Im Garten reichen schon drei bis fünf Zwiebeln in Tuffs gesetzt, um Eindruck zu machen. Die meisten Arten blühen blau, einige weiß. An ihren Blütenkerzen lässt sich sehr gut erklären, was regelmäßig für Verwirrung sorgt: Die meisten der Prärielilien-Gartenformen sind steril. Häufig wird die Unfruchtbarkeit mit „fehlender Nahrung für Insekten“ gleichgesetzt. Sterilität hat jedoch nichts mit der Pollenqualität oder der Nektarmenge auf den Blüten zu tun.
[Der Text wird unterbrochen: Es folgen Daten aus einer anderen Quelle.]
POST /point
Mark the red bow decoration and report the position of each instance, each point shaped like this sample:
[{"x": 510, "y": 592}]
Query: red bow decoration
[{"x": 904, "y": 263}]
Sie bezieht sich nur auf die Vermehrung und bedeutet, dass sterile Blüten keine Samen bilden können.

Für Biene & Co. können unfruchtbare Blüten ebenso interessant sein wie fruchtbare Blüten. Und genau das ist bei der als ausgezeichneter Pollenspender entdeckten Leichtlins Prärielilie (Camassia leichtlinii) und ihren Auslesen der Fall. Im Garten sind sterile Blüten oft besonders gefragt, weil sie länger blühen als fertile Formen.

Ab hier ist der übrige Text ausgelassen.